How do you evaluate ${}_{7}{{P}_{7}}$?

Answer 1

We can infer by looking at the question that this is from Permutations and Combinations chapter. But for now, let us only look at permutation. Permutation is defined as the different arrangements which can be made by taking some or all of a number of things. Mathematically, it is the number of ways of arranging $n$ distinct objects in a row taking $r\left( 0 < r < n \right)$ at a time is denoted by $P\left( n,r \right)$ or ${}^{n}{{P}_{r}}$.
${}^{n}{{P}_{r}}=\dfrac{n!}{\left( n-r \right)!}$ .

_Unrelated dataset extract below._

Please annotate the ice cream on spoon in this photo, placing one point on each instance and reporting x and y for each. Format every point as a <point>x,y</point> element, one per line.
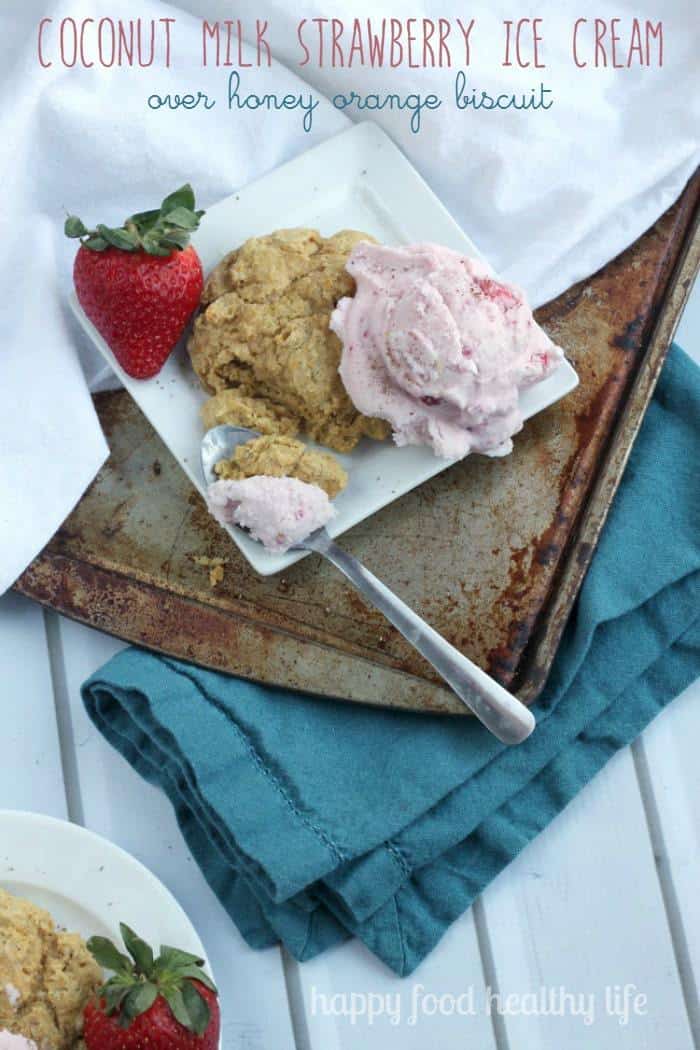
<point>433,343</point>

Complete step by step answer:
${}_{n}{{P}_{r}}$ is the same as ${}^{n}{{P}_{r}}$.
The permutation which is given to us is ${}_{7}{{P}_{7}}$. It is the same as ${}^{7}{{P}_{7}}$.
So now let us evaluate it.
Upon comparing the given permutation with the standard form, we can conclude the following:
$\begin{aligned} & n=7 \\\ & r=7 \\\ \end{aligned}$
$r$should not be greater than $n$. It can be less than or equal to $n$.
$r,n$ are not mentioned in the question. We have taken up so as to simplify the question and arrive at the answer easily.
$\Rightarrow {}_{7}{{P}_{7}}={}^{7}{{P}_{7}}=\dfrac{n!}{\left( n-r \right)!}=\dfrac{7!}{\left( 7-7 \right)!}=\dfrac{7!}{0!}$ .
Here we must know that $0!$is equal to $1$ but not $0$.
So upon solving, we get the following :
$\Rightarrow {}_{7}{{P}_{7}}={}^{7}{{P}_{7}}=\dfrac{n!}{\left( n-r \right)!}=\dfrac{7!}{\left( 7-7 \right)!}=\dfrac{7!}{0!}=7!$.
We know that $7!=7\times 6\times 5\times 4\times 3\times 2\times 1=5040$.
$\Rightarrow {}_{7}{{P}_{7}}={}^{7}{{P}_{7}}=\dfrac{n!}{\left( n-r \right)!}=\dfrac{7!}{\left( 7-7 \right)!}=\dfrac{7!}{0!}=7!=5040$

$\therefore$Hence, upon evaluating ${}_{7}{{P}_{7}}$, we get $5040$.

Note: It is very important to learn all the formulae and definitions present in this chapter. We should be very clear in each concept and not get confused between permutation and combination. Both of them seem similar but are yet so different.